Der Staat selbst darf nach Auffassung des Rates "menschliches Leben nicht bewerten und deshalb auch nicht vorschreiben, welches Leben in einer Konfliktsituation zu retten ist". Denn er muss auch und gerade in Katastrophensituationen die Rechtsordnung garantieren.

Zur Dauer des Lockdowns

Bei der brennenden Frage, wie lange ein Lockdown der gesamten Gesellschaft zu rechtfertigen ist, verweist die Expertise auf eine "komplexe Güterabwägung". Grundsätzlich stellt sie aber fest: "Auch der gebotene Schutz menschlichen Lebens gilt nicht absolut. Ihm dürfen nicht alle anderen Freiheits- und Partizipationsrechte sowie wirtschafts-, Sozial- und Kulturrechte bedingungslos nach- beziehungsweise untergeordnet werden. Ein allgemeines Lebensrisiko ist von jedem zu akzeptieren."

Bei der Güterabwägung macht das Rat geltend, dass eine funktionierende Marktwirtschaft gebraucht werde und der Sozialstaat auf wirtschaftliche Leistungsfähigkeit angewiesen sei. "Systemgefährdungen durch die Beschränkungen" sieht er auf Dauer in nahezu allen gesellschaftlichen Teilsystemen: von der Wissenschaft, über die Kultur bis zum Sport. Ferner erinnert er an die sozialpsychologischen Folgen, von der Vereinsamung und häuslichen Gewalt bis zur Einschränkung anderweitiger medizinischer Versorgung.

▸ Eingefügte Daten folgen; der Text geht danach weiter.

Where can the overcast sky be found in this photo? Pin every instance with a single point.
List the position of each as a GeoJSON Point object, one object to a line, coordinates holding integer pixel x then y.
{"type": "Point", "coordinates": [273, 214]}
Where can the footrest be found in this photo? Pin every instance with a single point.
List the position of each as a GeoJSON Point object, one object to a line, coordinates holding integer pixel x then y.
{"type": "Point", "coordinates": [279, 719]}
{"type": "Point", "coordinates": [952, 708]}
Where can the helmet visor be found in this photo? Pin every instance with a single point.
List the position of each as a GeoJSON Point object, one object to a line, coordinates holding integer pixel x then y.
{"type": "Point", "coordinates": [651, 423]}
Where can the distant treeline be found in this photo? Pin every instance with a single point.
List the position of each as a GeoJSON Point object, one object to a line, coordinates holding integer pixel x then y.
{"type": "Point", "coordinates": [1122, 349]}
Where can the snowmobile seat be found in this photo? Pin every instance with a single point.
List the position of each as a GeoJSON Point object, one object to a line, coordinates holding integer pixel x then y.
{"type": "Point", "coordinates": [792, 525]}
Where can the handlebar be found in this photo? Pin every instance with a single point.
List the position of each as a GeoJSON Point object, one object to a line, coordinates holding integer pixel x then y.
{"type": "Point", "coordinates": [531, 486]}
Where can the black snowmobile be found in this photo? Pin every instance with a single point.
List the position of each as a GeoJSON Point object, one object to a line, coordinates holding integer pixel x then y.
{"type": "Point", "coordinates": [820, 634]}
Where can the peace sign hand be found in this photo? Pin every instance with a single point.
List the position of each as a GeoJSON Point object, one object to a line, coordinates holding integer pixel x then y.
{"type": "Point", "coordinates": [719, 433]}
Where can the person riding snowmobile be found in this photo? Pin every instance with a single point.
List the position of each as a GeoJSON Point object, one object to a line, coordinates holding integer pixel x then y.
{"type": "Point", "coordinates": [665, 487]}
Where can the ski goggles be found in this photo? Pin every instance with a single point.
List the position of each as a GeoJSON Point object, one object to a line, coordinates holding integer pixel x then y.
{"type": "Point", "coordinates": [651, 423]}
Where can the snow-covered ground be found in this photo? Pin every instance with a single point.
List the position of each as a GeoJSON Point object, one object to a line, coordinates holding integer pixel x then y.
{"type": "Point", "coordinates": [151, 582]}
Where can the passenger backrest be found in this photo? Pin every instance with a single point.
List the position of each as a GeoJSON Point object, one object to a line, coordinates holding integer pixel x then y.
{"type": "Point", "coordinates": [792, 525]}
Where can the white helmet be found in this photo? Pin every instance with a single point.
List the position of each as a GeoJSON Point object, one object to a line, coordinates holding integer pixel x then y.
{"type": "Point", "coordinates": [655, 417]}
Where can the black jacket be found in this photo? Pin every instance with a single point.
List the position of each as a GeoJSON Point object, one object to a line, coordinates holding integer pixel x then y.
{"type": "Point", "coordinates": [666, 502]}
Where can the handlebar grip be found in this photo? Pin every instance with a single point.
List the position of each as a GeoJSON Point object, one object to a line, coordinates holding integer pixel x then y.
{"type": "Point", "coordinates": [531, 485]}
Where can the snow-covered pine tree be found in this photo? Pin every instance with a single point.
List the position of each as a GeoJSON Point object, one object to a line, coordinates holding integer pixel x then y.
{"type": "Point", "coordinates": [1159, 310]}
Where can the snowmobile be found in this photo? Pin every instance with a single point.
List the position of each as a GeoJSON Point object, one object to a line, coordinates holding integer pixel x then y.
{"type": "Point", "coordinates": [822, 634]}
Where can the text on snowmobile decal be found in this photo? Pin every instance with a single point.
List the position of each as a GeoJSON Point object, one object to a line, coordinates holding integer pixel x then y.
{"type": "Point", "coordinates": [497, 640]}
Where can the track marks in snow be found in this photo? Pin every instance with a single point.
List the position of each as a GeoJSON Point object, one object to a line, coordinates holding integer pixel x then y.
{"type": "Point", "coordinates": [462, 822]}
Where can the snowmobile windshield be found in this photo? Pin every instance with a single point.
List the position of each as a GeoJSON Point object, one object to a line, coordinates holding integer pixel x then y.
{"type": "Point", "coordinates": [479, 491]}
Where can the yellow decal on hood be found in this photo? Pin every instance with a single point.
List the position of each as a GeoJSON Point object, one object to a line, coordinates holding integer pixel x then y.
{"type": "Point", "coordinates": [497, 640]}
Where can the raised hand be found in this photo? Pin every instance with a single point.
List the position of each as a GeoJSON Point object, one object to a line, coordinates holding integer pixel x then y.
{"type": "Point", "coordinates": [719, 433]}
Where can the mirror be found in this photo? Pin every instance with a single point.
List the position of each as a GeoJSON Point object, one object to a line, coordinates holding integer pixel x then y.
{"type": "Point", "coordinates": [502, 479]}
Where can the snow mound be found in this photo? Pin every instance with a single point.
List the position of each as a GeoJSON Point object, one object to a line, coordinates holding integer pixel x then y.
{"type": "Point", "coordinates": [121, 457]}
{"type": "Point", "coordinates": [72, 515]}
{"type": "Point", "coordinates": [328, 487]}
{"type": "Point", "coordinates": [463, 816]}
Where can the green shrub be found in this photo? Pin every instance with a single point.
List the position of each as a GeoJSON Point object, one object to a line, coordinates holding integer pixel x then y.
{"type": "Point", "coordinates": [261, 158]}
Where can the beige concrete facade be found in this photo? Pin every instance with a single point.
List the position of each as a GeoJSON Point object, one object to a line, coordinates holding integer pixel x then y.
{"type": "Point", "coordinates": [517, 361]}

Mit seiner Expertise gibt er Ethikrat also keine Antworten, sondern skizziert Güterabwägungen und gibt ethische Rahmenbedingungen vor, zuvorderst die Menschenwürdegarantie der Verfassung. Für die langfristigen Antworten fordert er hingegen eine "ernsthafte gesellschaftliche Debatte", bei der auch zu erörtern sein werde, "welche Lebensrisiken eine Gesellschaft als akzeptabel einzustufen gewillt ist, und welche nicht".